Marine Link
Wednesday, January 15, 2025

What Keeps Business Leaders Awake at Night?

Maritime Activity Reports, Inc.

January 15, 2025

© Gorodenkoff / Adobe Stock

© Gorodenkoff / Adobe Stock

Cyber, business interruption and natural catastrophes are the risks of most concern for businesses globally according to the Allianz Risk Barometer 2025 - as voted for by a record 3,778 risk management experts from 106 countries and territories.

Cyber incidents (38% of responses, a record 7% points ahead) consolidates its position as the most important risk.

The risk impact of new technologies and developments in artificial intelligence (AI) is a new entrant in the top 10 global risks at #10.

Closely interlinked to cyber, business interruption is ranked #2 (31%), just ahead of another related risk, natural catastrophes at #3 (29%).

Climate change is another standout result in 2025. It is the biggest mover in the top 10 risks globally, climbing two places to #5 (19%), achieving its highest ever position in the 14 years of the survey.

As climate- and nature-related risks continue to rise, the financial implications will become increasingly pronounced, whether it concerns managing climate change transition risk, mounting costs from regulatory compliance on disclosing physical climate risks or operational disruptions caused by more extreme weather events and ecosystem degradation.

Reflecting regulatory developments for sustainability and emerging technologies, changes in legislation and regulation (25%) also drew a bigger response this year, retaining #4 globally.

“What stands out in this year’s Allianz Risk Barometer is the interconnectivity of the top risks.
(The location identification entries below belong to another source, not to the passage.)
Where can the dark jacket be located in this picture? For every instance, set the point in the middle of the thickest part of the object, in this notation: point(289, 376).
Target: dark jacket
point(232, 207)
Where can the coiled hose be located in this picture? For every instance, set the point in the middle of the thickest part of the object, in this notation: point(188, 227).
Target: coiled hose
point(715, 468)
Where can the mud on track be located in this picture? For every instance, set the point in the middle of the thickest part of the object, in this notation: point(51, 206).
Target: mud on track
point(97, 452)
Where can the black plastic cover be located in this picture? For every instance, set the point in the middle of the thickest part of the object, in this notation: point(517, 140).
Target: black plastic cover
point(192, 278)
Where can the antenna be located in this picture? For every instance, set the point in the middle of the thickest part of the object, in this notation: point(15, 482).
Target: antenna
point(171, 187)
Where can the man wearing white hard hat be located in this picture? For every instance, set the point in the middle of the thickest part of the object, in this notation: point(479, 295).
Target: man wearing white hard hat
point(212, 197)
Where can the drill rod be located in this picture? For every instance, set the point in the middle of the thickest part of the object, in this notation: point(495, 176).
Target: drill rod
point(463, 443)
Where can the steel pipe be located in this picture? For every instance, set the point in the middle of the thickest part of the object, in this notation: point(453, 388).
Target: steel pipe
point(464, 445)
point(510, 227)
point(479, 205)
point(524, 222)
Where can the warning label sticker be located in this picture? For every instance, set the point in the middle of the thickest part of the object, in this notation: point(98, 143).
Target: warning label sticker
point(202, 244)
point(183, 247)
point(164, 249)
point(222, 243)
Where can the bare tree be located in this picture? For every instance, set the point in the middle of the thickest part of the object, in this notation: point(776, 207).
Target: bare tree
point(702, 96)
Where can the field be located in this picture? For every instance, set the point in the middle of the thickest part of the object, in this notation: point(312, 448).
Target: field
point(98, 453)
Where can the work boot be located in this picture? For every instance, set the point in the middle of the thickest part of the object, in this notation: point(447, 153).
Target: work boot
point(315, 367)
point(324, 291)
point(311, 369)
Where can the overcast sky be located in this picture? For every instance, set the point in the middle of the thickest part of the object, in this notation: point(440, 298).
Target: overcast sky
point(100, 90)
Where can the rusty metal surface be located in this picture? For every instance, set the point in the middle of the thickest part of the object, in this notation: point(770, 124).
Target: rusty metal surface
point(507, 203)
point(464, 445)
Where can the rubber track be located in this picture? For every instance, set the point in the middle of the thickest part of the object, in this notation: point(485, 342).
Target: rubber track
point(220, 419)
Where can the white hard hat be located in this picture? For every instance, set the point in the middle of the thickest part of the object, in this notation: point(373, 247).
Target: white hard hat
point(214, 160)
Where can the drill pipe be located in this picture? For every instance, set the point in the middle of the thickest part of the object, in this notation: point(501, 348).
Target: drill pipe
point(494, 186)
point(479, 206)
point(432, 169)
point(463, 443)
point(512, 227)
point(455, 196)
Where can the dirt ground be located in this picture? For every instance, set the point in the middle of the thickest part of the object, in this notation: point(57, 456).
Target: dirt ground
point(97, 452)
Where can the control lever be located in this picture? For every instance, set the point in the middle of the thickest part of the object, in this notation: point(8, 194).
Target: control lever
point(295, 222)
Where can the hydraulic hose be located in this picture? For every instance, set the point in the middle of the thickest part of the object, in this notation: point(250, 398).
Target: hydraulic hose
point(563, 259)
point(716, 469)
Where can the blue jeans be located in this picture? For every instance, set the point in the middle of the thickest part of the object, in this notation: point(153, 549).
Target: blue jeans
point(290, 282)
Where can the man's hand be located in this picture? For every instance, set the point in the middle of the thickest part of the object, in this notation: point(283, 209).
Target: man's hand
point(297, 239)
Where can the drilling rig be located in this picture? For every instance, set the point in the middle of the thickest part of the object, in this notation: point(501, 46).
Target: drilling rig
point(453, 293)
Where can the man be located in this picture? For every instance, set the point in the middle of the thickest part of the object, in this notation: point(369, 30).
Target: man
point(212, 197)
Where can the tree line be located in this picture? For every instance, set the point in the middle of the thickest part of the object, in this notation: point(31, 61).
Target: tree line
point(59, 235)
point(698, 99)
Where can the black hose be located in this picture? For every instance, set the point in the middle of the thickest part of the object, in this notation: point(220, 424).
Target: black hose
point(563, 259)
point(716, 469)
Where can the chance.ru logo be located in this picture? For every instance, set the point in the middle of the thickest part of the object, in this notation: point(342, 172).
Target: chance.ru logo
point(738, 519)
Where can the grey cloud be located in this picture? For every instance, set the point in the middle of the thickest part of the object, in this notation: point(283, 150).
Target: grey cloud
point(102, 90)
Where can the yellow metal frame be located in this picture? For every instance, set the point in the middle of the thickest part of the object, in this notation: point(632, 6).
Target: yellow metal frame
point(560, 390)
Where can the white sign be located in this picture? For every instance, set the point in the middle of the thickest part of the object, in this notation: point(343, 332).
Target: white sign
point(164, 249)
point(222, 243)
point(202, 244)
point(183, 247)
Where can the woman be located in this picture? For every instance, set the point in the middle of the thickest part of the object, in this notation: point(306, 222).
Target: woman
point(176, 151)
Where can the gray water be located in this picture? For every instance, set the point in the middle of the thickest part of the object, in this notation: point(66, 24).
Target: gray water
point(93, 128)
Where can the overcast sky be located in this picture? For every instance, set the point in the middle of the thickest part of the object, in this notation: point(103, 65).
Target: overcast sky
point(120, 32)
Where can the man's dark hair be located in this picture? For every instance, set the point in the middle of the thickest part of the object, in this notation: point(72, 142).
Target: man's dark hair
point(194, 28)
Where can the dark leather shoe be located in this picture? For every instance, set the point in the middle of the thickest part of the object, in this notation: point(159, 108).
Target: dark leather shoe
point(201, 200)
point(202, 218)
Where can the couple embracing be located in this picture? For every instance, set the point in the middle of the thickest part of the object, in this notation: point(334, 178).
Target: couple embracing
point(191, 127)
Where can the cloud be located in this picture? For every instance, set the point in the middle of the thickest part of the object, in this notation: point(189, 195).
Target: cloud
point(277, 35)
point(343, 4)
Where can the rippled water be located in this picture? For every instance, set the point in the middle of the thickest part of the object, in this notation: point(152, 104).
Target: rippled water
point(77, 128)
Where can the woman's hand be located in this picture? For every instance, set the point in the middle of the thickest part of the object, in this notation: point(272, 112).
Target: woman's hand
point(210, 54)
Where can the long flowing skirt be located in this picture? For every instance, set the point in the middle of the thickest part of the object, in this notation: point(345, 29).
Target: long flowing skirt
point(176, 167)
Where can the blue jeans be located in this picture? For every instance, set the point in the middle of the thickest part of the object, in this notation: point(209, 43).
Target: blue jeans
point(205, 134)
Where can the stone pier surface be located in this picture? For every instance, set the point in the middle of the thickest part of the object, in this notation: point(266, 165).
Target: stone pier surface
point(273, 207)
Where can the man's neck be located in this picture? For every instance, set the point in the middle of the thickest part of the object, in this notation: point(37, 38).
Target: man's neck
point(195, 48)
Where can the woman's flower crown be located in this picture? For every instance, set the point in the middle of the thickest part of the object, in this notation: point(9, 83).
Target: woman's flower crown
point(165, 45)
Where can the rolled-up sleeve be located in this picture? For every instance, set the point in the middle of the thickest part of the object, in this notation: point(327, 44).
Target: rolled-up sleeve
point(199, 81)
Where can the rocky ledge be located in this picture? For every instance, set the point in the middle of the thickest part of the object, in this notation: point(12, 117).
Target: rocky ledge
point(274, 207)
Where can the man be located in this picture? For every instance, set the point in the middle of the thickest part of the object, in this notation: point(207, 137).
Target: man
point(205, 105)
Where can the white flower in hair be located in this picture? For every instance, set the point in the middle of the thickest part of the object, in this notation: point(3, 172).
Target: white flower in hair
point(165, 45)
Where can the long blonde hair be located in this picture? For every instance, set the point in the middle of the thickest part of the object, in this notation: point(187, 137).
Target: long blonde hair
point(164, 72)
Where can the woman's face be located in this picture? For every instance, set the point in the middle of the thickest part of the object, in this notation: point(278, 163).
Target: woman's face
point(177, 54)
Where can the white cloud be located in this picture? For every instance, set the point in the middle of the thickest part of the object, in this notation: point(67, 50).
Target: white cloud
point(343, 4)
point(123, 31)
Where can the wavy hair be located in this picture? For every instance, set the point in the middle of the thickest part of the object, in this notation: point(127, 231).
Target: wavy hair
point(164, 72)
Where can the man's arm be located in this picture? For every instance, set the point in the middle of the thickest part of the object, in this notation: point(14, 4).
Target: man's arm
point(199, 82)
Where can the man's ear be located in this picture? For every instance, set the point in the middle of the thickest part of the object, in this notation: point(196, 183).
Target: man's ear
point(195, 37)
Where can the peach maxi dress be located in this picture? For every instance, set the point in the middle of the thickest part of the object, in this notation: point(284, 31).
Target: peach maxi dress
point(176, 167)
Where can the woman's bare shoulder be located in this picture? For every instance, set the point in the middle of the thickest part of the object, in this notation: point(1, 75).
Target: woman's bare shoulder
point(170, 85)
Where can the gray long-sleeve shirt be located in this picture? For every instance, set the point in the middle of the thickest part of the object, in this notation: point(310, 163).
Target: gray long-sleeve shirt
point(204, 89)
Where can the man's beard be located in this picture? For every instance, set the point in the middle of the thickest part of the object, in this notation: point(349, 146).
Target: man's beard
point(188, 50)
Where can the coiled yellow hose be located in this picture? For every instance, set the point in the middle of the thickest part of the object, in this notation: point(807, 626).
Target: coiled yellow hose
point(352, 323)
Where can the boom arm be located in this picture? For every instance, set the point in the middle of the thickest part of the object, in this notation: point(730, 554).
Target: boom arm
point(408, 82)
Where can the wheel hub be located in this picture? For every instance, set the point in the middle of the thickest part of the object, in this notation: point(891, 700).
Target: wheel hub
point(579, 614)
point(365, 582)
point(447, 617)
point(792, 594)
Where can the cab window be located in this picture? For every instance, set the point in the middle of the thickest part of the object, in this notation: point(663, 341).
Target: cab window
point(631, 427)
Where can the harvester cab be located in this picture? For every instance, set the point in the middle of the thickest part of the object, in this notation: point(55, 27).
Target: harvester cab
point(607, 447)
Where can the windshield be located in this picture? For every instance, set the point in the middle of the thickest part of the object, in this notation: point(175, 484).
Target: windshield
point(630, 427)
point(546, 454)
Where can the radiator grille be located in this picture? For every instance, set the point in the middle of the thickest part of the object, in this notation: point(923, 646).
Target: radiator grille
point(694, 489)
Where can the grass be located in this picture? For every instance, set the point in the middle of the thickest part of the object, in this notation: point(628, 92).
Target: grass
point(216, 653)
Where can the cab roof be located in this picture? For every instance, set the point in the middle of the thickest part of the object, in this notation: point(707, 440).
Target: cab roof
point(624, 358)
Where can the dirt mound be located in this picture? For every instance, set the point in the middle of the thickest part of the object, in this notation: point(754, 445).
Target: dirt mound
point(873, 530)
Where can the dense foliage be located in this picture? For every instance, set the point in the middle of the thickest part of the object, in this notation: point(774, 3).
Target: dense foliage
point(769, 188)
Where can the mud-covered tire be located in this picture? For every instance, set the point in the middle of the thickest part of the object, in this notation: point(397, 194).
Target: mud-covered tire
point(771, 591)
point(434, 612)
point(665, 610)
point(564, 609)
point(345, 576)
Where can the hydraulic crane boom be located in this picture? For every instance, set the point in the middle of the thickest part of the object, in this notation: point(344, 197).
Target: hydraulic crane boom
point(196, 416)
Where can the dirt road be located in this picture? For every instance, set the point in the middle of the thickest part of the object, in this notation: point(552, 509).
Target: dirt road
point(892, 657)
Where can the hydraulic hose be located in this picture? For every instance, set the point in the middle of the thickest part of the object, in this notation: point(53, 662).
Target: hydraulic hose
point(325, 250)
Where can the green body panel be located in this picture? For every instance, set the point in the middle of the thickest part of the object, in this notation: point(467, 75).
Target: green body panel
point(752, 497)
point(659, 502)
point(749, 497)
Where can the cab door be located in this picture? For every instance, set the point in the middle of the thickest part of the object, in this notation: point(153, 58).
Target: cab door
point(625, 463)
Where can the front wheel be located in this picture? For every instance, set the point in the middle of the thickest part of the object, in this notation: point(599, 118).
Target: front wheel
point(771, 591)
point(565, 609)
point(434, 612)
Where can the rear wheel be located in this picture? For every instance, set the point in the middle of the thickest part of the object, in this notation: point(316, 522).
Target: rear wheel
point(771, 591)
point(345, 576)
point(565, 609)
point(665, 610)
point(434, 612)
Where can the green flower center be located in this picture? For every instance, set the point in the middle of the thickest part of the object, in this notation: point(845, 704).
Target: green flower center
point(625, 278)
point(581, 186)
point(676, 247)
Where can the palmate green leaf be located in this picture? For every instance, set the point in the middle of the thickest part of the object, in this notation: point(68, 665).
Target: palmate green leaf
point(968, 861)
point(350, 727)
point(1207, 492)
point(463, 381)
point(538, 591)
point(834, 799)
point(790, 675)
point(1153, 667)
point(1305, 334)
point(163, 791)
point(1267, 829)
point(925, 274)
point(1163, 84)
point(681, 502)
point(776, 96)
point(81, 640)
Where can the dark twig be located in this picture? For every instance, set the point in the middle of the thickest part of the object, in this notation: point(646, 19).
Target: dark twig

A change in one – or indeed a mitigating action – might have a knock-on effect on another, and another. Climate change, emerging technology, regulation and geopolitical risks are increasingly intertwined, resulting in a complex network of cause and effect,” says Michael Bruch, Global Head of Risk Advisory Services, Allianz Commercial.

“Extreme weather events such as the devastating floods seen in Spain last year, increasing geopolitical conflicts, as well as cyber incidents like the CrowdStrike outage, demonstrate the need to continue building greater resilience. Resilience will be the key topic going forward.

“Humans often have short memories, quickly forgetting past events and maintaining unchanged behaviors. Despite some valuable lessons learned from the pandemic, which led many businesses to adopt resilience measures, I worry that current global events and the cost-of-living crisis might cause resilience to lose its priority. In truth, resilience is more crucial now than ever.”